When we first decided to get MaxGauge, our expectation from the MaxGauge is to find out how we can tune our database better. Also we wanted to learn more about the tuning skills, and we wanted to know how we can use a tool to analyze performance.
We have currently in our department 24 databases running. And one of which is a financial database. There are more than 500 reports running on against this database, and data just keeps growing and the users are complaining that the reports are running slower and slower. So with the Maxgauge we wanted to find out what’s going on, and with the help of EXEM engineer we were able to find out that there are high level of parallelism set on the database.
So with the help of EXEM engineers we were able to fix that the overall CPU usage has gone down about 20% which is a big improvement on the database.
And we noticed some of the reports took more than several days to complete is for now running around 5 to 6 hours. One of the benefits of having MaxGauge is being able to see the historical data.
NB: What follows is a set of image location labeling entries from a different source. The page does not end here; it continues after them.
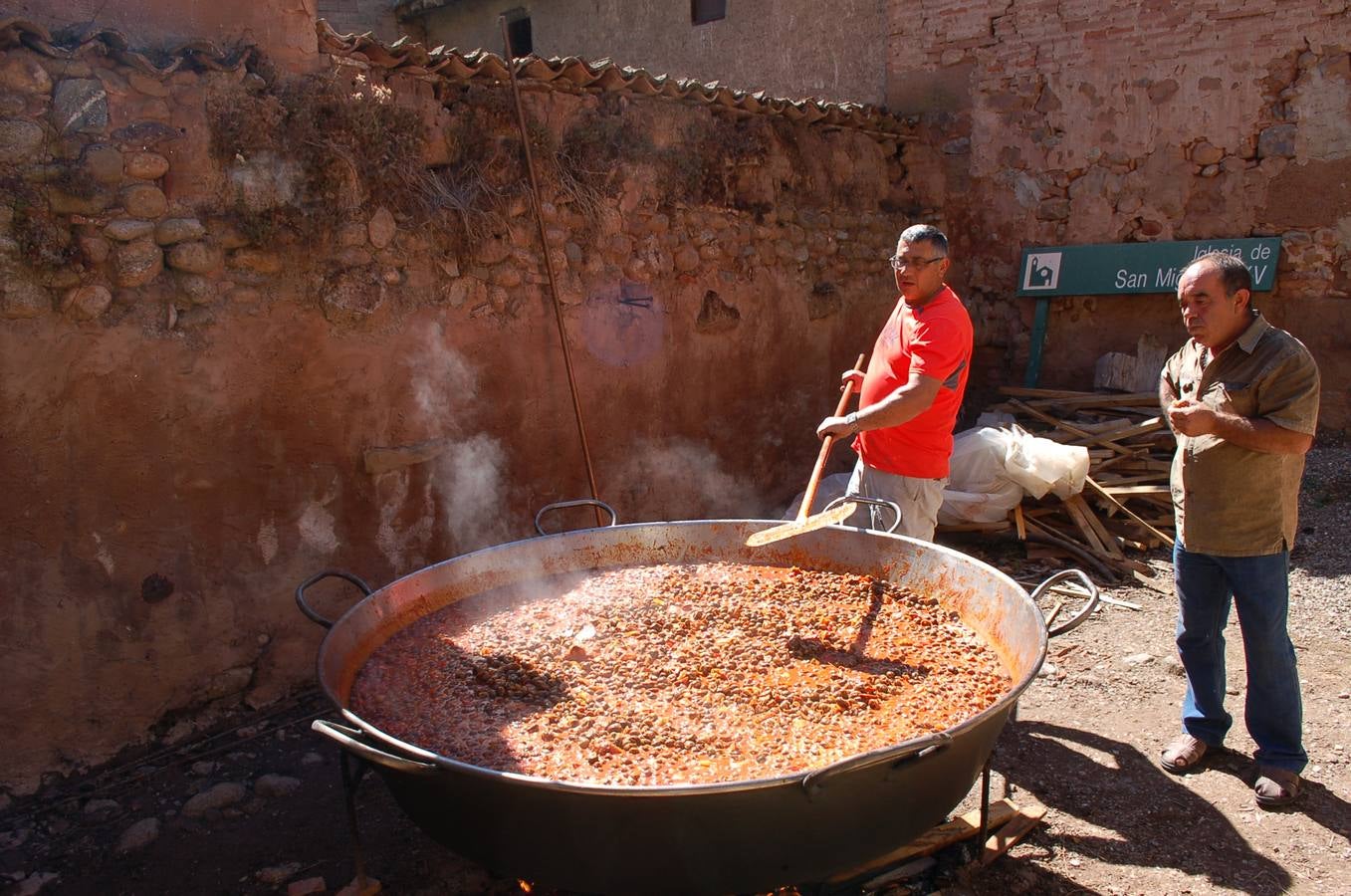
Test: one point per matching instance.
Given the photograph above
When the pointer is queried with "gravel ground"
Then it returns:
(257, 805)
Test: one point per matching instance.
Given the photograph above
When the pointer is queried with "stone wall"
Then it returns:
(257, 324)
(280, 29)
(359, 16)
(833, 49)
(1090, 121)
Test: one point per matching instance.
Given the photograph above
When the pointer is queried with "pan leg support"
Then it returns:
(352, 771)
(985, 805)
(1009, 784)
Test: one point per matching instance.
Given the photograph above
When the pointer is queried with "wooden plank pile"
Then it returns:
(1126, 506)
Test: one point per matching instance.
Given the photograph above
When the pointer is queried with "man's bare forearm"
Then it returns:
(899, 407)
(1259, 434)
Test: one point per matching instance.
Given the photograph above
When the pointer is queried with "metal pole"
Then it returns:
(549, 263)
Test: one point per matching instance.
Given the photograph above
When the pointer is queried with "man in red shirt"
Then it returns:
(912, 389)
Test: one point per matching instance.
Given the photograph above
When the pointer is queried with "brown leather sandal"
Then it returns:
(1183, 755)
(1275, 786)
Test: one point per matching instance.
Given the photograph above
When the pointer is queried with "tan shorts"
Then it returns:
(919, 502)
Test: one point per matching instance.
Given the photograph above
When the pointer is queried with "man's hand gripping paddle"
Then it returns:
(805, 524)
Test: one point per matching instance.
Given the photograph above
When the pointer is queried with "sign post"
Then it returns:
(1124, 269)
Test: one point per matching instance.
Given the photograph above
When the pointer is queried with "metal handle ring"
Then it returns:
(581, 502)
(336, 573)
(1081, 611)
(874, 502)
For example, we has some incidents where he developer deploys their application to production without telling the DBAs and we realize that with the historical data we could easily find out if there are any abnormal queries running against the data and we could easily identify problems with the historical data provided through the MaxGauge.
Also with the historical data we are able to troubleshoot any problem that happened during the off hours because at any given time we can easily find out what queries were running.
Our main concern with the MaxGauge was the overheads, because we had few incidence where we use other database tools such as Toad to monitor data queries,
And often we realize that other tools take a lot of CPU on the servers, so we have to turn it off whereas MaxGauge only took 1% of CPU resources. So it is very light weight we never had any problem because of the Maxgauge running on the server.